現在はリモートワークを活用したハイブリッドワークを基本方針とし、従業員一人ひとりのライフスタイルに合わせた働き方の実現を推進しています。
・ロケーションセレクト制度
働く場所を”非日常の空間”に設定し“刺激”を得ることで、クリエイティブかつ生産性の高い働き方を実現すること、及び育児・介護、育児等を目的にオフィスや自宅以外の3rdプレイスでの勤務が可能となる、ロケーションセレクト制度を導入しております。
・スタイルセレクト制度
ライフステージの変化に伴い、通勤圏内から離れて生活することとなった場合においても、メドピアグループの一員として活躍できる環境を整備するため、オフィス出社を前提としない職務を担う、スタイルセレクト制度を導入しております。
・サブトラック制度
メドピアでの活動=メイントラック/メドピア外での活動=サブトラックをそれぞれ拡張することで、キャリア形成の促進やライフイベントへの時間投資を実現することを目的に、 自己研鑽・ライフイベント対応支援のための「時間」を付与する制度を導入しております。
(従業員エンゲージメント)
・従業員持株会制度
直接雇用の全従業員を対象とし、自社の株式を取得できる持株会を組織しております。従業員による株式取得の促進、持株会制度の効果的な運用を行うため、各従業員の拠出金に対して10%の奨励金を当社が支給しています。
・リモートワーク手当
全従業員を対象とし、リモートワークでの勤務を前提に所定労働時間に応じたリモートワーク手当を導入しています。
・テックサポート制度
エンジニアの開発力の底上げを行い、メドピアの事業開発を加速させることを目的に、開発効率・スキル向上に関わるサポートを行っています。
・評価制度
半年に1度、上司とフィードバック面談を行い、目標の設定と評価結果についてフィードバックを実施する機会を設けています。
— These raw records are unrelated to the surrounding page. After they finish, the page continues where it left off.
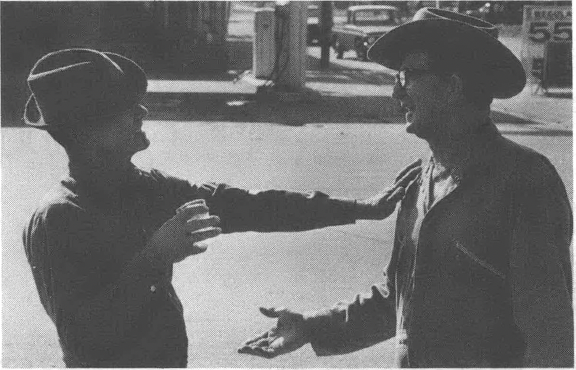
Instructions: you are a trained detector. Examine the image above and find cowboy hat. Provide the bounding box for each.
[368,8,526,98]
[24,49,147,129]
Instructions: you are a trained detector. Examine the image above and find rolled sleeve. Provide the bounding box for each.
[305,284,396,356]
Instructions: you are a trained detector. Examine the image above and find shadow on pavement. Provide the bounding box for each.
[500,129,572,137]
[145,93,404,126]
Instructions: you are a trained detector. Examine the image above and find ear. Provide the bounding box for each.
[448,73,464,101]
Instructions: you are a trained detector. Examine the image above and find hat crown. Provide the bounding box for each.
[412,8,498,38]
[24,48,147,127]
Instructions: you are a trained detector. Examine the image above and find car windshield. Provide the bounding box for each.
[354,9,397,26]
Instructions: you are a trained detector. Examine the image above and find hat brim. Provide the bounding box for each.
[23,52,148,130]
[368,19,526,98]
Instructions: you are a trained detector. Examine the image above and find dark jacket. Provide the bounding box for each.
[311,124,573,367]
[24,168,354,367]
ジョブグレードごとに要件を定め、社員一人ひとりの成長ステップを明確に示し、Mission・Visionに基づく「会社が目指す姿」に近づくための評価「Credo」に即した行動とスキルに関する個人の成長を評価し、成果と成長をそれぞれ報酬へ反映しています。
(健康と安全)
・医療相談サービス「first call」の導入
全従業員とその家族を対象に、健康管理のツールとして、医師によるオンライン健康相談サービス「first call」を導入しています。
・ストレスチェック
心のセルフケアと働きやすい職場環境の形成を目的とし、年に1回ストレスチェックを実施しています。
(ヘルステック企業としての取り組み)
・Healthtech/SUM
日本のヘルステック領域におけるエコシステムの循環を目的に、国内最大級のヘルステック・カンファレンスを、日本経済新聞社と共同開催しています。
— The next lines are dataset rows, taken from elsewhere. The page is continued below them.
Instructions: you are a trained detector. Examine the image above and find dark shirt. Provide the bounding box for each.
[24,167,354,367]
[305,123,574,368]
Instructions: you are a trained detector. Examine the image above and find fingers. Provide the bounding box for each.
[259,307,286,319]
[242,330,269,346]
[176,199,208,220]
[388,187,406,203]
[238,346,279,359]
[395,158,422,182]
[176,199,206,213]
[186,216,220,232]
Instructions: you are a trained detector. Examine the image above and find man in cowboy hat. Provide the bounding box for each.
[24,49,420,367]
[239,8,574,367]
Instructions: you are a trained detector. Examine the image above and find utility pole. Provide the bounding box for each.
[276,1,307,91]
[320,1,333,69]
・一般社団法人遠隔健康医療相談適正推進機構(TELEQ)
当社をはじめ遠隔医療相談事業を展開する複数の事業者とともに、一般社団法人遠隔健康医療相談適正推進機構(TELEQ)を設立しました。遠隔健康医療相談の環境整備や発展などを目的とし、社会全体が安全に利用できる遠隔医療相談の環境整備を行ってまいります。
・データ・セキュリティへの対応
「情報セキュリティポリシー」及び「個人情報保護のための行動指針(プライバシーポリシー)」を遵守し、高度な情報セキュリティ管理体制を維持していくことに努めております。
⑤ ガバナンス
当社グループは、経営の健全性及び透明性の向上を目的とするガバナンスの強化は重要な経営課題であると認識し、積極的に取り組んでおります。取り込みの詳細については「第4. 提出会社の状況 4.コーポレート・ガバナンスの状況等」をご参照ください。